Chapter 7 is commonly known as a “straight” or “liquidation” bankruptcy. Under Chapter 7 you are seeking to have your debts discharged, meaning that the legal obligation to re-pay creditors is canceled. You can pay all or some creditors after bankruptcy if you feel morally obligated, but cannot be legally required to repay. You can file Chapter 7 no more than once every 8 years.
In exchange for discharging debt, certain non-exempt assets may be liquidated under court supervision, with the proceeds to be applied to creditors. Does this mean you lose everything? Not at all. In most cases, valuable property such as your home or vehicle is either secured or exempt. Much of your other property, as a practical matter, may not be worth the expense of conducting a sale. A typical rule of thumb is that property with a value of less than $1000 will not be sold by a trustee.
Certain types of debts are non-dischargeable. With some exceptions, they include student loans; taxes; support payments; fraudulent debts; debts for embezzlement or larceny; fines and penalties; debts incurred as a result of a willful or malicious injury; and debts denied discharge in a prior bankruptcy.
Secured debts, such as mortgages and vehicle loans, are fully dischargeable, but you must surrender the collateral back to the creditor if you do not intend to continue making payments. If you want to keep the secured collateral, you can reaffirm the debt. Reaffirmation means a legal re-obligation to pay the debt as if the bankruptcy never occurred. Reaffirming a debt requires that you sign a written contract that must be filed with the court prior to the conclusion of the case. In exchange for reaffirming a debt the creditor allows you to keep your car, home or other secured property, but the creditor retains the right to collect on the debt should you later default after the bankruptcy case is over. You will most likely want to reaffirm on a home and automobile, but not credit cards or other unsecured debts.

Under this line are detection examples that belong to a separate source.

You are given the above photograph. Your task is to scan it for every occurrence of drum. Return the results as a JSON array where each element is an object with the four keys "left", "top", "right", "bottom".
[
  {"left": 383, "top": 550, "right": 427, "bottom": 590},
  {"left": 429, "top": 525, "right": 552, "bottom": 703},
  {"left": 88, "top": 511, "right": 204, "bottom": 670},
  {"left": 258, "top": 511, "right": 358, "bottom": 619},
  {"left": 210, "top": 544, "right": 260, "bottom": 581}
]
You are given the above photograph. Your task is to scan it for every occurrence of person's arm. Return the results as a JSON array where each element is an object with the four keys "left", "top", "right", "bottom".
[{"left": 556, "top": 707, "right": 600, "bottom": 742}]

Once your petition is filed, a trustee is appointed to represent the best interest of your creditors. The trustee is given broad power under the law. The trustee makes sure that all creditors are treated fairly and equally in the bankruptcy proceeding.Most importantly, the trustee is responsible for collecting and liquidating any non-exempt assets you are intending or required to surrender as part of your bankruptcy.
The trustee theoretically has an interest in all non-exempt assets you own up to the date the petition is filed. These assets, as a group, are called the Bankruptcy Estate. With limited exception property you acquire after filing does not become part of the Bankruptcy Estate, and cannot be taken by the trustee.
The law allows you to keep certain property above any liens or encumbrances to preserve your ability to live. These are called property exemptions. Exempt property, up to certain value limits, includes your home, vehicle, furniture, appliances and various other personal possessions. The trustee cannot sell secured property unless he first pays off the lien. Therefore, the trustee will not have any incentive to sell secured property that, at a minimum, does not exceed the value of the lien still owing against your property. For this reason, most people keep their home and automobile because there is usually no, or very little, non-exempt equity in such property after paying off the lien. A home, for example, may have a payoff amount on the mortgage close to the value of the property. Even if the home was worth more than the mortgage payoff it probably won’t matter. In New York, a husband and wife can exempt up to $165,550 of equity in their home. In other words, as long as the sale of your home would net you less than $165,550 after payment of all liens and closing costs, the home is exempt from sale by the trustee ($82,775 if owned individually). As long as equity does not exceed the exemption amount, your property has no value to the trustee and Bankruptcy Estate, and the trustee cannot sell the property. The same holds true for a motor vehicle with equity less than the allowed $4,425 exemption amount for vehicles.
Approximately 45 days after filing the petition, you are required to attend a meeting known as the Section 341 Meeting of Creditors. There, the trustee will review your case to see whether there are assets to be administered. There is usually only one meeting, but occasionally a second meeting is scheduled if further information is needed. Your creditors are free to appear and ask questions as well, but creditors rarely attend. The length of the meeting may vary. It usually takes no more than an hour for all scheduled cases on the calendar to be completed.
Approximately two months after the Section 341 meeting the court issues the Discharge Order signifying the conclusion of the case. The average case is completed in three to four months, and you will then have a fresh start.